J'ai lu ces quatre premiers livres des Confessions en me laissant porter par l'histoire, sans faire très attention au style et à la composition. J'ai eu tendance aussi à les lire autant comme un témoignage historique que comme une oeuvre littéraire, en soignant ma curiosité sur la vie des gens au XVIIIe siècle, sur leurs façons d'agir et de sentir. J'aime bien cette altérité liée au temps, qui nous frappe soit parce que certaines choses nous paraissent inimaginables de nos jours (par exemple quand Rousseau se jette aux pieds d'un ambassadeur, pour lui demander grâce de ses mensonges), soit au contraire parce que nous les pensions purement contemporaines (Madame de Warrens qui surnomme le maître de musique « petit chat »).
Ce qui fonctionne dans le livre ce sont les anecdotes, les histoires objectivement sans grande ampleur, mais dont Rousseau ravive le scintillement émotionnel par l'écriture.
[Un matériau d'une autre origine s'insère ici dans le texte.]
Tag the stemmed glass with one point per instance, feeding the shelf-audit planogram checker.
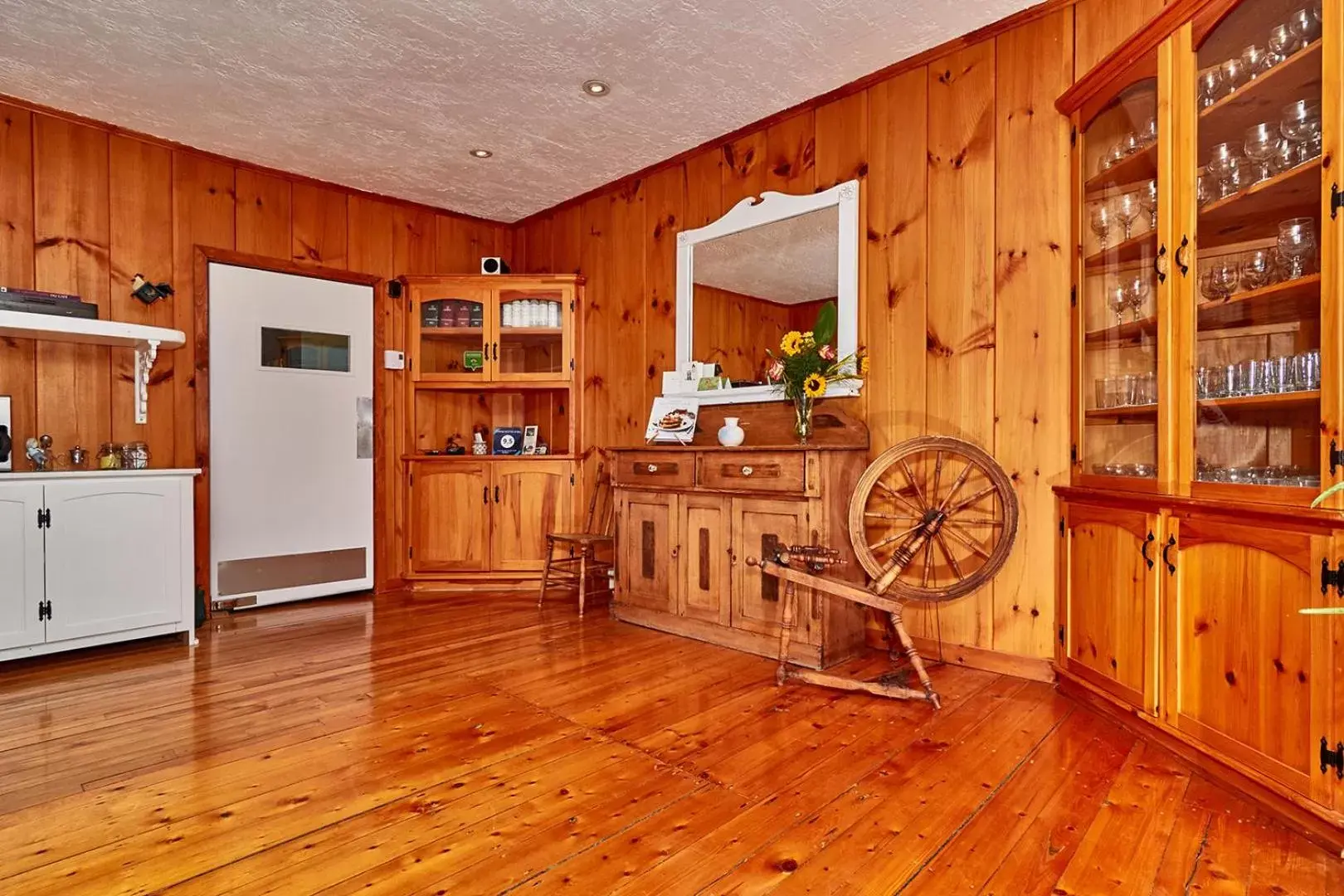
(1261, 144)
(1301, 125)
(1127, 210)
(1103, 222)
(1296, 245)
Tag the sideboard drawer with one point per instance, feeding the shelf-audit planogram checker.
(753, 472)
(656, 469)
Ce sont souvent des histoires de désir, de langueur ; une jouissance qui s'actualise dans le désir de jouir. Compter parmi les meilleurs passages ceux qui racontent ses voyages, ceux d'un adolescent allant à pied, sans argent, entre le pays de Vaud, la Savoie, Paris, Lyon, le royaume de Sardaigne, où il décrit une forme de complétude parfaite, d'osmose entre lui et le monde, entre son imagination et la nature de l'Holocène, toutes deux sources de délices à égalité.
Jean-Bertrand Pontalis commence sa préface en écrivant que
Les Confessions sont un « appel à l'autre, appel séducteur et pathétique, qui suscite en alternance chez le lecteur intimité complice et mise à distance irritée ». C'est une formulation parfaite, qui m'évoque marginalement la lecture féministe qu'on peut faire de l'oeuvre. Ainsi quand Rousseau avoue le tort qu'il a fait à certaines femmes (Marion qu'il accuse du vol du ruban, et dans la foulée le récit de l'exhibition de son c** à des passantes), il me semble que c'est à chaque fois une complicité masculine qui le sauve et lui permet de s'en tirer socialement.